Posted: Fri Mar 21, 2008 11:59 pm
by bigdaddycain
Cheers dave, i hope this doesn't turn into a "which method is best" discussion, i had doubts over the official "mazda" method some years back, so adopted my own,which happened to work in my case,the fundamental principle being that little air was introduced at the outset,negating a complicated ritual of bleeding.
The method i employed wasn't introduced as a factsheet at my request,somebody asked how i bled mine,i replied, it turned into a factsheet....
Works for me, and many others it would seem.
Horses for courses....

Posted: Sat Mar 22, 2008 12:20 am
by HA106420
The fact sheet you produced is very useful. Has helped me loads.
Using this method, should I expect the coolant to drain ftom the bleeder pipe after only 3 litres.
Cheers
Posted: Sat Mar 22, 2008 1:39 am
by dandywarhol
I'm not knocking your system Ste - but I'd still use the factory system if I even thought there was an airlock anywhere.
I've only ever used the factory system cos it will work and cos I've replaced a hose or 2. I'm guessing the airlocks originate in the rear heater matrix if the level goes down because of a leak.
Its ok to top a system up the next day or day after if you're familiar with doing it.
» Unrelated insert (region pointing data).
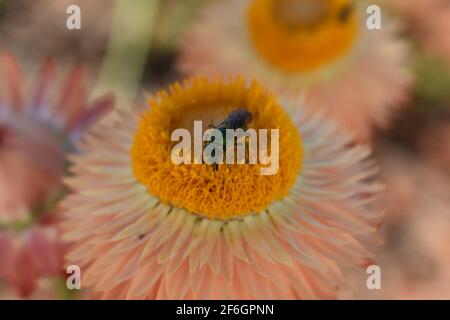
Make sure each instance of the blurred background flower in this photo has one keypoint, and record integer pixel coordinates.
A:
(319, 51)
(36, 132)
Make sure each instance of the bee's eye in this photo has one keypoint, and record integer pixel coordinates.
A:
(345, 12)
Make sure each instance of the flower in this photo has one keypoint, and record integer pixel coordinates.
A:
(35, 134)
(142, 227)
(317, 51)
(430, 22)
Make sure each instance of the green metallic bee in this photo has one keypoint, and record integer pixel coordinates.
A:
(238, 119)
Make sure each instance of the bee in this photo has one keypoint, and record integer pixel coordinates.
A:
(238, 119)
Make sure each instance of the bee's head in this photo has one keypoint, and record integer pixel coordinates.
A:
(239, 117)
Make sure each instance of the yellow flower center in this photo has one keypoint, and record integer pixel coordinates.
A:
(302, 35)
(232, 190)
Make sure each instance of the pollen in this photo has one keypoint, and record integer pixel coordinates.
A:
(232, 190)
(302, 35)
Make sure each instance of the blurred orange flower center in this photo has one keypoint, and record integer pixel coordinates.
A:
(299, 13)
(302, 35)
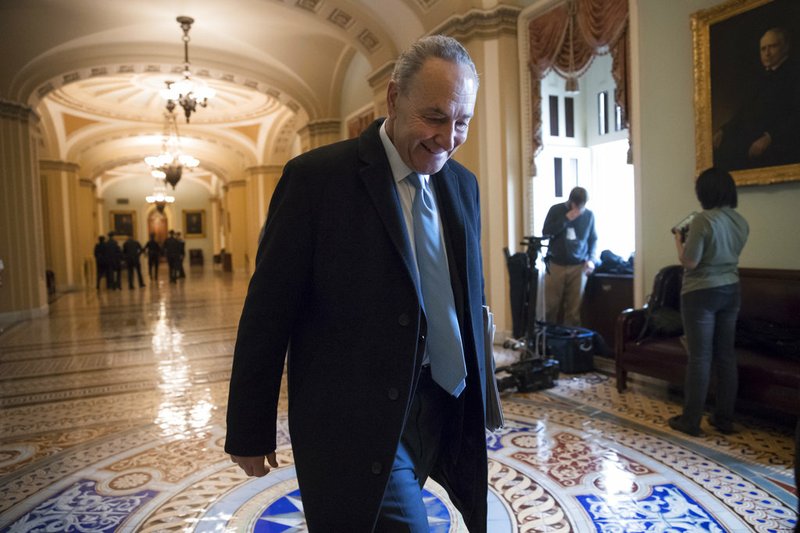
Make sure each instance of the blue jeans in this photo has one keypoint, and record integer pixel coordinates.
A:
(402, 509)
(709, 322)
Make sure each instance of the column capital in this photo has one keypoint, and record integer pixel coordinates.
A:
(263, 169)
(481, 24)
(60, 166)
(331, 126)
(14, 111)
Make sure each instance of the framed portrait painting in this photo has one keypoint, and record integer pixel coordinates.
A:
(194, 223)
(747, 90)
(123, 223)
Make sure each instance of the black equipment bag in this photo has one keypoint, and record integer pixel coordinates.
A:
(663, 309)
(518, 276)
(572, 347)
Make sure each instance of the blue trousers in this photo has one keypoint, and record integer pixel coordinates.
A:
(709, 322)
(432, 409)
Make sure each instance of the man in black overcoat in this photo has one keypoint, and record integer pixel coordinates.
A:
(336, 283)
(131, 250)
(100, 259)
(113, 263)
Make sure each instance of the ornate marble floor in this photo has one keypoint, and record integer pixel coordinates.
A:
(112, 419)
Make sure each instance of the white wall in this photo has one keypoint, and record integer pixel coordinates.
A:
(664, 150)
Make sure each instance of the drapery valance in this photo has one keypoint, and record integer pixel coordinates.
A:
(598, 27)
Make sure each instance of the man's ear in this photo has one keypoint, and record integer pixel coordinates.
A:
(392, 93)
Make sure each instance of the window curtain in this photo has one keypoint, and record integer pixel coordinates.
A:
(598, 27)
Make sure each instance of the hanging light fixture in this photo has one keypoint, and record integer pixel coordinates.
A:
(188, 92)
(160, 196)
(169, 164)
(571, 84)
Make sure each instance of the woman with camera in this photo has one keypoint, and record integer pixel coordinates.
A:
(710, 300)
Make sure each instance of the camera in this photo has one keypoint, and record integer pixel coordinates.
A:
(682, 227)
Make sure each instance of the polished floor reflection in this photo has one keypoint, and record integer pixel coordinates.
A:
(112, 419)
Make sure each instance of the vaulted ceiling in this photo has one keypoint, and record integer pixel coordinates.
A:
(92, 70)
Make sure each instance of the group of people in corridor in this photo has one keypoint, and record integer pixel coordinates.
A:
(110, 258)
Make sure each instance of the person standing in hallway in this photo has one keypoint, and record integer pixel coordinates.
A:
(100, 260)
(131, 249)
(570, 258)
(153, 250)
(385, 379)
(172, 249)
(113, 263)
(181, 255)
(710, 301)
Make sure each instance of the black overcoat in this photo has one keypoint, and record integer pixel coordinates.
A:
(334, 283)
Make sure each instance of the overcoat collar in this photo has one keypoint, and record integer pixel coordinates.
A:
(376, 175)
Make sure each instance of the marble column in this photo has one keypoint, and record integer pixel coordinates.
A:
(261, 183)
(23, 286)
(236, 220)
(60, 197)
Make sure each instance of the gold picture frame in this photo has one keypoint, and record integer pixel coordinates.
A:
(725, 43)
(194, 223)
(123, 223)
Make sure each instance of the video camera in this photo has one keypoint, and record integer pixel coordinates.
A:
(533, 371)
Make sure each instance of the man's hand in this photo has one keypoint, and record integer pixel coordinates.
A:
(574, 212)
(759, 146)
(256, 466)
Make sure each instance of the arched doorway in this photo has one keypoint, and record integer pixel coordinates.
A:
(157, 225)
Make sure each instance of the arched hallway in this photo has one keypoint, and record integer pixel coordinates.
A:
(112, 419)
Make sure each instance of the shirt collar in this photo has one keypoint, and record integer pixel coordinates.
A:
(399, 169)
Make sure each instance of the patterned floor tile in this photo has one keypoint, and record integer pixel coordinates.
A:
(112, 419)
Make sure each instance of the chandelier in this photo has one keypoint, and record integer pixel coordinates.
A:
(160, 196)
(169, 164)
(186, 92)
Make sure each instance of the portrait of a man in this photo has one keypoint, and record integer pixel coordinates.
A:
(122, 223)
(755, 92)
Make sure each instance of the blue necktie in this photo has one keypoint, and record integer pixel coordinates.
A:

The majority of owners don't want to know about it - they just want a hassle free life

Posted: Sat Mar 22, 2008 2:12 am
by bigdaddycain
HA106420 wrote:
Using this method, should I expect the coolant to drain ftom the bleeder pipe after only 3 litres.
If you add neat coolant into the header, in conjunction with the warm water flowing from the hosepipe,you'd be suprised how quickly the coolant circulates,the neat coolant added at the beginning is to offer a "boost" to the coolant strength, and to give an indication on the flow rate,when this occurs,switch off the hosepipe,and get your assistant ready with the pre-mixed coolant,the trick is to keep the water level hovering around the "max" mark,be ready to bung the bleed hose as you are getting to the end of the pre-mixed coolant supply.... It's actually much easier in practice than it sounds...

Posted: Sat Mar 22, 2008 2:17 am
by bigdaddycain
dandywarhol wrote: I'm guessing the airlocks originate in the rear heater matrix if the level goes down because of a leak.
I'm convinced they are alan, that's where some of my thinking originated from with regards to having a warm flow of water running through the engine for quite a while before the coolant is introduced, and the bung closed... With BOTH heaters set to hot,i'm hoping that the long run of water,with a then uninterrupted addition of coolant would promote any trapped air to clear from the rear matrix,this is of course assuming the thermostat is open,otherwise, all bets are off...

It does seem to work though...

Posted: Sat Mar 22, 2008 11:07 am
by dandywarhol
The heater matrices are always on - coolant flows through them all the time, there's no on/off switch. The vehicle temperature is controlled by adding cold AIR to the hot air produced by the matrix.
There's no need to turn the heaters or a/c on - in fact the a/c must be turned OFF otherwise the fans will cool the radiator and the stat will take yonks to open.